I recently attended the CERT program training classes in our area.  Over a period of several days, our class learned a great deal about emergency response and being prepared to help in a disaster.  In our area, that would most likely be a tornado, or possibly an earthquake, but the classes also covered blizzards, floods, volcano eruptions, mud slides, and more.   That training could easily come in handy while traveling.

In addition to emergency response techniques including putting putting out a small fire, we learned a lot about being prepared for the disaster before it occurs so we could act quickly when needed.  Part of the very basic preparedness is something everyone should do whether you are CERT trained or not.  Every home should have a power failure light that automatically comes on during power outages.


Sylvania Power Failure Light


This is a very simple way to assure light in area darkness.  The LED Sylvania Power Failure Light is actually a 3 in 1 light.  When the power is on, it acts as a night light.  I placed one in each of the hallways in our home and one in our kitchen.   The nightlight is a bit too bright for us to have in a bedroom, but it would be perfect for a child's bedroom.

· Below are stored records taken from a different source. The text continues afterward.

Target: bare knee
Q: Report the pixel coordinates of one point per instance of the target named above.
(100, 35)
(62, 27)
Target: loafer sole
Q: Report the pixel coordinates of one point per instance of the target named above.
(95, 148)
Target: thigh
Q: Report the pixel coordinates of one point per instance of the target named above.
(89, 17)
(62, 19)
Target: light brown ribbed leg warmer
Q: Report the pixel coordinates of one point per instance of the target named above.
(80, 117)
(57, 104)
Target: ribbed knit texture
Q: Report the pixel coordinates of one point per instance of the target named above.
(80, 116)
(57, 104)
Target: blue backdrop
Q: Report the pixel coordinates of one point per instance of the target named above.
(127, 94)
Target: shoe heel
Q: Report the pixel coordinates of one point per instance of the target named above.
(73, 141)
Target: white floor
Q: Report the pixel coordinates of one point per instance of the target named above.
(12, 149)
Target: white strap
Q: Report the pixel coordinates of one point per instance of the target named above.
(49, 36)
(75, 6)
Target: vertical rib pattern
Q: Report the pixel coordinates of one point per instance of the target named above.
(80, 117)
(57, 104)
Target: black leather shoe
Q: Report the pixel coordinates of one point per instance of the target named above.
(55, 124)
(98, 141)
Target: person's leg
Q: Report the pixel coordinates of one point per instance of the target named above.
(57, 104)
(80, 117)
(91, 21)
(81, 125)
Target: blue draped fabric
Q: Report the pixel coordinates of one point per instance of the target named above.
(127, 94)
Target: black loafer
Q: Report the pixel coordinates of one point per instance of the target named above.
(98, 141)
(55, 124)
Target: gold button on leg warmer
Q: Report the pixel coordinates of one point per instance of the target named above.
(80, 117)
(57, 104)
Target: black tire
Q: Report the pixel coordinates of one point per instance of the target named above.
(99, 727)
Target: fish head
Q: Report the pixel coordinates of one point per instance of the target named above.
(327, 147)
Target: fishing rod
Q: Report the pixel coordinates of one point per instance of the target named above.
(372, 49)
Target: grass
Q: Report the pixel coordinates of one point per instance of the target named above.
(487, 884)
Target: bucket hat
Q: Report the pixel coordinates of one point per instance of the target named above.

When the electricity goes out, the LED flashlight comes on.   It provides a flood of light so you can easily see it and the surrounding area.  The very best attribute is that you can remove it from the electrical outlet, fold under the collapsible plug, and carry it like any other flashlight.


Pros of the Sylvania Power Failure Light
  • Cost under $15
  • Power Failure Light, Nightlight, Flashlight all in one
  • Built-in Rechargeable Batteries
  • Nightlight Feature can be Turned Off
  • Bright LED Flashlight light
  • Lightweight


Cons of the Sylvania Power Failure Light
  • Non-Replaceable Bulb
  • Unit may last less than a year
  • Flashlight battery only lasts about 3 hours


Conclusion


Because of it's brightness, I actually prefer this emergency light to some others even though it will most likely only last a year.  I would rather spend $15 a year and have a very bright flashlight than to purchase a longer lasting unit that doesn't provide as much light.  

I think a combination of power failure lights would be optimal.  This one for it bright light and a different one for longevity in case the lights are out for longer than 3 hours.

I selected the Amerelle 71134CC Slimline Power Failure Lite as our back-up light.  It has the same automatic on response when the electricity goes out and can also be carried like a flashlight.  It lasts 24+ hours, but it is not as bright as the Sylvania LED Power Failure Light.

I keep wondering, why did I not know about these really awesome power failure lights before!